Suspect in Brutal Dallas BBQ Attack Captured on Video: “I Was the Victim”

WARNING: Some may find the video featured in this story graphic

The suspect who allegedly smashed a wooden chair over the heads of two men in a brutal attack inside a Manhattan restaurant last month is speaking out for the first time through a blog.

"I was the victim. People don't realize that. People don't know that," Bayna El-Amin told a blogger in an interview published online earlier this week.

Surveillance video of the attack at Dallas BBQ on May 5 shows the two men head toward a front window as the attacker approaches them with the wooden chair. The attacker then flings the chair over his head, and a loud crack and screams can be heard as he smashes it on the victims' skulls.

"He was in a rage. It didn't even seem like he was present," said Isaam Sharef, the man who shot video of the brutal attack told NBC 4 New York. "I don't think anybody can watch the video and not be outraged by how horrible this was."

About a week later, police connected El-Amin, who they described as a "career criminal," to the attack at Dallas BBQ restaurant about a week later and said they were pursuing him even as they believed he fled the state. The nature of his previous convictions wasn't immediately known, and it wasn't clear if authorities had an inkling as to where he may have fled.

On May 31, a blogger named Waddie G published an interview with El-Amin on The G-List, described as a blog about the author's "love of urban pop, queer and social cultures." 

The blogger, who's openly sympathetic toward El-Amin, said he spoke to El-Amin with the support of El-Amin's attorney. El-Amin said he was advised from speaking publicly before then. 

El-Amin, described as an HIV/AIDS counselor and ballroom community leader who's lived in New York City for nine years, told the blogger he was leaving a charity event with friends the night of May 5 when they decided to go to Dallas BBQ. Inside the restaurant, they noticed two men arguing with each other, and the disturbance threatened to spill over to a nearby table where several women were seated, according to El-Amin.

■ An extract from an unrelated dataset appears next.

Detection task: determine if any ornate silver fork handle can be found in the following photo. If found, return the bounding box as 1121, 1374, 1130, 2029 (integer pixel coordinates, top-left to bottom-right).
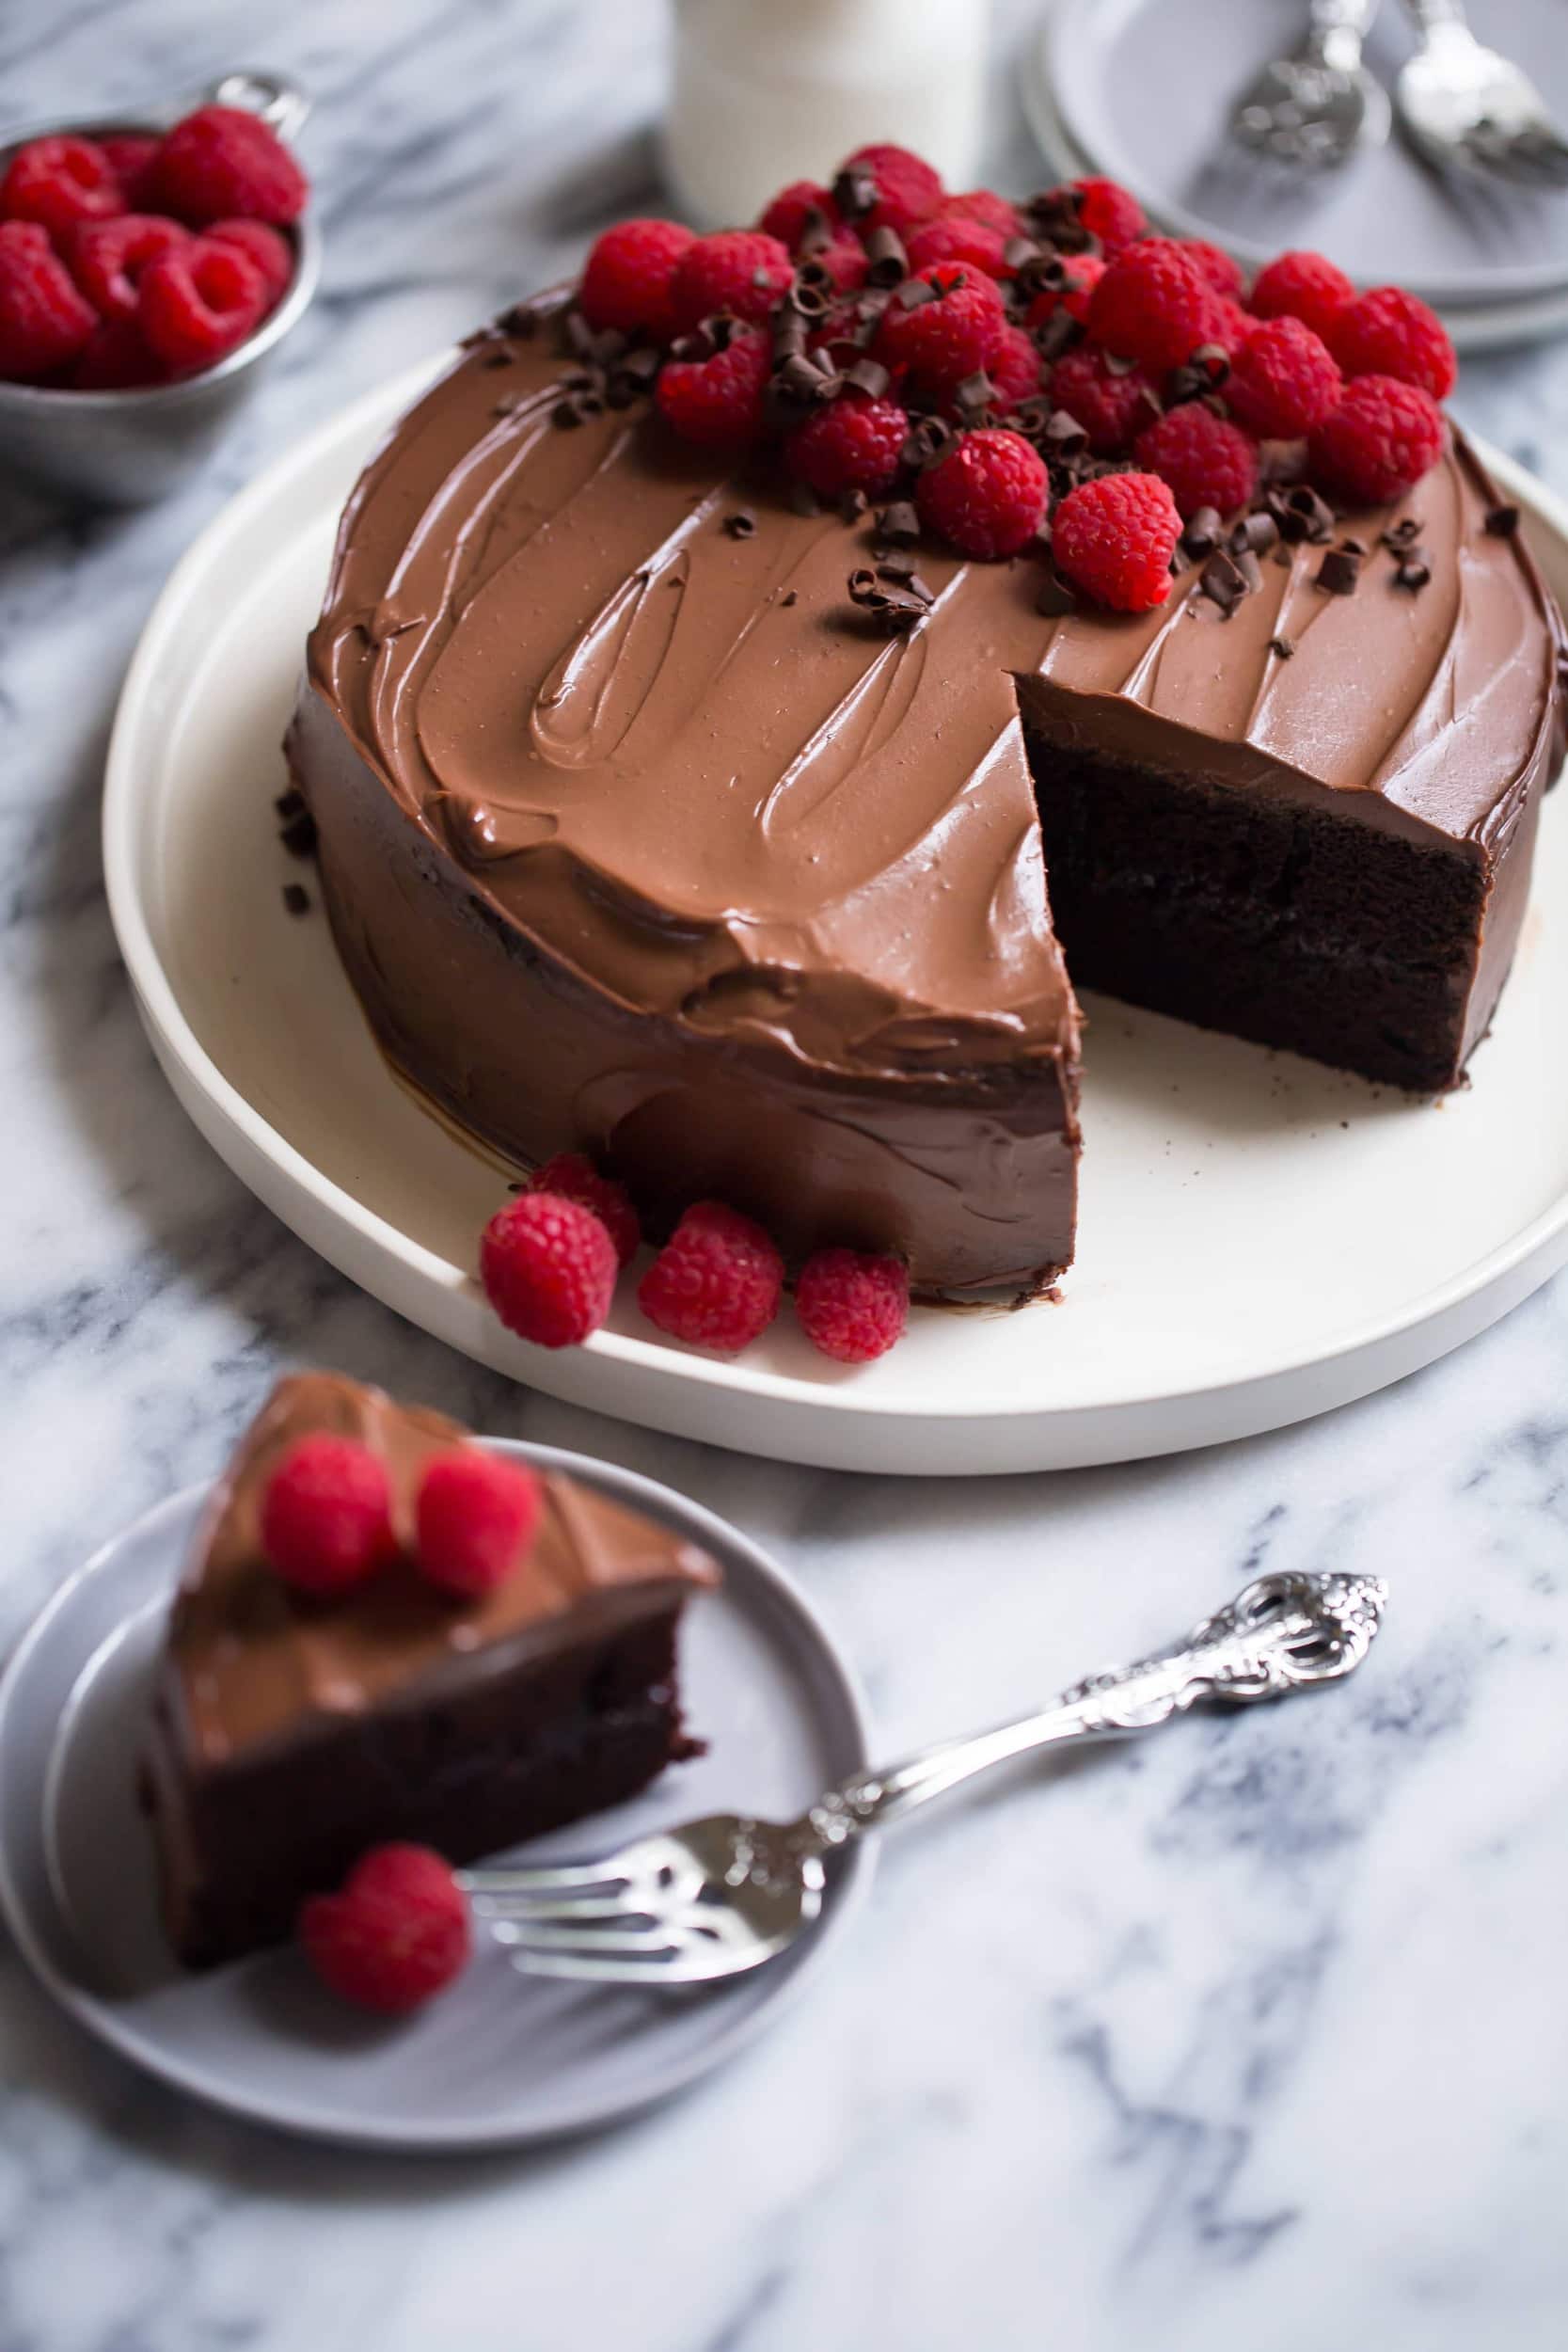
803, 1570, 1386, 1850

"So I said, 'Hey guys! There are ladies here,'" El-Amin said. "I said it in a tone that was authoritative to get their attention. However, they continued."

"Moments later, it appeared that Mr. Snipes (one of the two men) was going to leave the restaurant. But by standing at the door, he directed his attention toward me, walked toward me and said, 'And YOU calling us ladies!' And then he struck me. He struck me in the head with an object. I'm not sure what it was, but it felt like a heavy blunt object -- and it hurt," he said. 

El-Amin said he felt shocked and confused and that he had no idea why he'd been hit, but felt he needed to react quickly before he was hit again.

"So I immediately went at him. I got up toward him, and that's where you see the video started," he said. 

After the chair hit, one of the men lands in a seat and appears to be dazed by the impact; the other man appears to fall to the floor. The assailant, meanwhile, can be seen walking out of the restaurant.

El-Amin said there was no provocation on his part, and he never uttered any slur word at John Snipes, who first identified himself as one of the men attacked by El-Amin when video of the assault went public. 

"He definitely made false accusations and tried to put a crime on me that did not happen," El-Amin said of Snipes. 

He continued, "I'm 6'6" and roughly close to 300 pounds. Normally when someone sees me stand up, they're slightly intimidated. This guy was not... He didn't back down at all."

"My only thought was to facilitate an exit that they would not follow behind us because there was no one there to stop them from doing so -- or pull out a weapon out on us," he said. "There was a chair that's closest thing to me. That's why I threw it. I didn't look it as a way to maim him or use as a deadly force." 

Snipes had told DNAInfo and other media outlets that he and his boyfriend were attacked "specifically because they knew we weren't their type of people," and that El-Amin had directed racist and homophobic slurs at them.

El-Amin said of Snipes' statements: "What was said was line for line, word for word, a flat-out lie."

He added: "I can definitely confirm that I did not say anything that was directed towards his race or sexual orientation. As far as what he said, he may have said something [like a slur] to me, but I did not acknowledge that.

"I’ve been called a lot of things. And there is no way possible if you know me or my life, I could be called anywhere near a homophobe or anything like that. That is about the furthest thing from the truth about me.

"It is important to know that I didn’t have any thought about his sexuality or any thought about who they were, their color, gender, etc. That didn’t play any part whatsoever on MY end. I based my actions on the fact he assaulted me.”

El-Amin's whereabouts remain unknown, and it's not clear if he plans to turn himself in to police.